Each model generates a fixed number of continuation tokens, with the first several rows of predicted medical events extracted for analysis. The remaining tokens are discarded, having served their purpose of providing context for initial predictions. This approach ensures consistent computational load regardless of patient history length while capturing the immediate medical events models predict should follow.

Stage 3: Consensus Aggregation

The aggregation stage examines predictions from all responding models, identifying diagnostic tests that appear across multiple independent predictions. This isn't simple voting but sophisticated consensus analysis that accounts for model independence and prediction confidence.

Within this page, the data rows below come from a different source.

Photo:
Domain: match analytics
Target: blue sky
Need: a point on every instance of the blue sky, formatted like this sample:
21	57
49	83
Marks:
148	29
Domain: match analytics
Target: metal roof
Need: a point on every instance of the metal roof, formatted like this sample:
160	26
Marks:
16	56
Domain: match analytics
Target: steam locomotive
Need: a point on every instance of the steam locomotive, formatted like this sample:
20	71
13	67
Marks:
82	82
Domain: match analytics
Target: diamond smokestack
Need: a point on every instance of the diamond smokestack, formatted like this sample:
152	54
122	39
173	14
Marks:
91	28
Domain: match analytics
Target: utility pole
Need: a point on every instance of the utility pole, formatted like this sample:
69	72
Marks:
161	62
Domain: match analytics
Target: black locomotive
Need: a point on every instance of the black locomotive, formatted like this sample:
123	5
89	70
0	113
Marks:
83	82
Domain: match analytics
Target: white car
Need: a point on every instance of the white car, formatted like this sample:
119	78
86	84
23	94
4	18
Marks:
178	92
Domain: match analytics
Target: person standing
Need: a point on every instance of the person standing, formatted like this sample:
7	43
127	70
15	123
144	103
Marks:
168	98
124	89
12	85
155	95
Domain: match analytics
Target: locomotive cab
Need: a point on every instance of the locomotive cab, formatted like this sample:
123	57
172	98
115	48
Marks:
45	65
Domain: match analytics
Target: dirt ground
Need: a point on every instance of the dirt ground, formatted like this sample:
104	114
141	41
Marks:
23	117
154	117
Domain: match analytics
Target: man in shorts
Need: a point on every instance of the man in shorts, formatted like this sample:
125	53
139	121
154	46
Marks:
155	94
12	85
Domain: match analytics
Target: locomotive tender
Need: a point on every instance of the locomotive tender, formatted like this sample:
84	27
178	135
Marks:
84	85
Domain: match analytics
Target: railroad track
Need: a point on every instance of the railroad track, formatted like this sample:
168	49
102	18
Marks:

The system extracts CPT codes for diagnostic procedures from each model's predictions, creating a frequency distribution of suggested tests. Tests that meet consensus thresholds—where sufficient independent models trained on different populations all suggest the same screening—become candidates for suggestion generation. The thresholds vary by condition based on medical oversight decisions about appropriate sensitivity and specificity trade-offs.

Secondary validation rules based on medical oversight requirements apply at this stage. These validations ensure suggestions meet clinical appropriateness criteria beyond pure statistical consensus.

Stage 4: Explanation Generation

Patterns that survive consensus and validation move to explanation generation, where a medical language model transforms abstract pattern recognition into physician-friendly narratives. This stage operates on the management server, separate from the distributed inference infrastructure, providing centralized quality control over the critical communication layer.

The explanation model receives limited information about the consensus result—which test is suggested and how many models agreed—and generates concise clinical narratives. These explanations bridge the gap between pattern recognition and medical reasoning, helping physicians understand not just what screening is suggested but why it might be clinically significant.

Stage 5: Delivery to Insurance Company

Once a screening suggestion and its explanation have been generated, this information returns to the insurance company for communication to the appropriate primary care physician. The insurance company handles all aspects of physician communication through their existing channels and established relationships. PRISM provides only the suggestion and explanation—the insurance company determines how and when to communicate this information to healthcare providers.